The experience of the waterfall was so incredible that we weren’t concerned when our accommodations were slightly sub par. We realized we had booked a budget hotel but when we showed up at this lodge we found two Africans sleeping in one of the rooms and the other rooms with only four beds for six people. After volunteering to sleep on a mattress on the floor and using a towel for cover, I surprisingly drifted off to sleep quite quickly in preparation for our 4:00 AM wake up call.

Journeying to see the chimps gave us a beautiful sunrise—one that I rarely see unless I am venturing to work for early rounds. And the scenery within the forest was equally stunning. We tracked the chimps down embankments, up hills, along the edge of cliffs, and through boggy bits of mud. Their sounds could be heard throughout the forest and we often encountered their food and bodily remnants but we never caught site of our closest primate relatives. It was the most extreme hike of my life, evidenced only by the fact that I never felt stable enough in my footing to document it with pictures. About three hours into the trek we realized that the chimps were out of our reach for today, so we journeyed back to the road to hike back to our car.

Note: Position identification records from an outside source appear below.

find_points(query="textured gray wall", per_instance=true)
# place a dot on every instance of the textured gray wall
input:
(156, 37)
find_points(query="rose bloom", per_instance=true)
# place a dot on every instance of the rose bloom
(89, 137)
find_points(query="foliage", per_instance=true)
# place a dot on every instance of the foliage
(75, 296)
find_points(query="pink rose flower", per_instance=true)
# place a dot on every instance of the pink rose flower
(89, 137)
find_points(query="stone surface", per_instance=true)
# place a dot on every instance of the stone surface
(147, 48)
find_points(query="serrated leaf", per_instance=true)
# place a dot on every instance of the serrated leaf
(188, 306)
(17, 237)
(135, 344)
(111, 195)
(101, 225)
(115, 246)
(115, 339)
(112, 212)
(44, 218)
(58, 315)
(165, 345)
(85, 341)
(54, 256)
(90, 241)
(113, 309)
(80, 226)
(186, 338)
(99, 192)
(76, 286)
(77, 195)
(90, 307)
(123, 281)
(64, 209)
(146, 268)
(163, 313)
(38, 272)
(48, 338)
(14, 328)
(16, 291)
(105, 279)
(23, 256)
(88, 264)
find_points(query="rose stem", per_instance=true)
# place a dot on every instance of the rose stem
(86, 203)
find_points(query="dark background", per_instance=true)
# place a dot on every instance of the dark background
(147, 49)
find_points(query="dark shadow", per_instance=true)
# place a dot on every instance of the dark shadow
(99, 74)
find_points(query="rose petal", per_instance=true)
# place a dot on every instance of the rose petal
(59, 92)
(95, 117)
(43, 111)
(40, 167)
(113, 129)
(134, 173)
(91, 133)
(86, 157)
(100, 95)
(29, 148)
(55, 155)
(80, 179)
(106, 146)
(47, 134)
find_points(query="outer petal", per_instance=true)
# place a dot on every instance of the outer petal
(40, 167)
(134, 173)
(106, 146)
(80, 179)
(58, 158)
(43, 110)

When we finally reached the muddy road that we had parked on I think a mixture of disappointment and relief set in. Of course we were sad we could not see the chimps, but I think many of us were reluctant to venture back into the jungle and that tough terrain so quickly. Just as we started to come to grips with the fact that we would see none of Nyungwe’s famous primates, we stumbled upon a group of colobus monkeys. As we watched these magnificent creatures eat the lichen off the tree bark and teach their young how to cross the canopies of the forest, I couldn’t help but be amazed as to what we were watching.



This sense of amazement mixed with a bit of exhaustion characterized our eventful car ride home. Aside from the friends and conversation, this car ride was especially exciting because we got the opportunity to change a flat tire in the middle of the forest. In fact, we changed the flat using a tree branch we cut down with a Swiss Army knife because the jack was missing the metal pole to act as a lever. After that crisis was avoided we missed a turn and found ourselves on the border between Rwanda and Burundi. The beauty of the roads that wind through the land of one thousand hills is that the paved roads here are so few, it doesn’t take you long to realize you’ve veered off track.


In the end, the pit stop for the tire changing and the detour to the Burundi border left us with a beautiful sunset over the mountains as we ventured from Gitarama back to Kigali. Though we had set out less than 48 hours earlier with a clear plan for our weekend excursion, Murphy’s law took over and our itinerary drastically changed. As a person who does very little without a plan, I was surprisingly calm throughout the entire experience. Yes, it rained throughout our first day's activities but the mist of the rainforest seemed appropriate and made the setting much more beautiful. True, we missed the chimps, but we got to see the amazing colobus monkey in its full group. Similarly, though our tire changing experience was a bit of a surprise, the scenic view off the cliffs into Nyungwe forest was an unparalleled backdrop for mechanical challenges. And lastly, that breathtaking sunset over the mountains would have been totally missed without our detour to Burundi.

This weekend’s monkey business was a wonderful introduction to the Southern Province of Rwanda and the beautiful creatures that call it home. More importantly, however, it was a lesson in flexibility—a life skill that is critical in medicine and, evidently, living in Rwanda.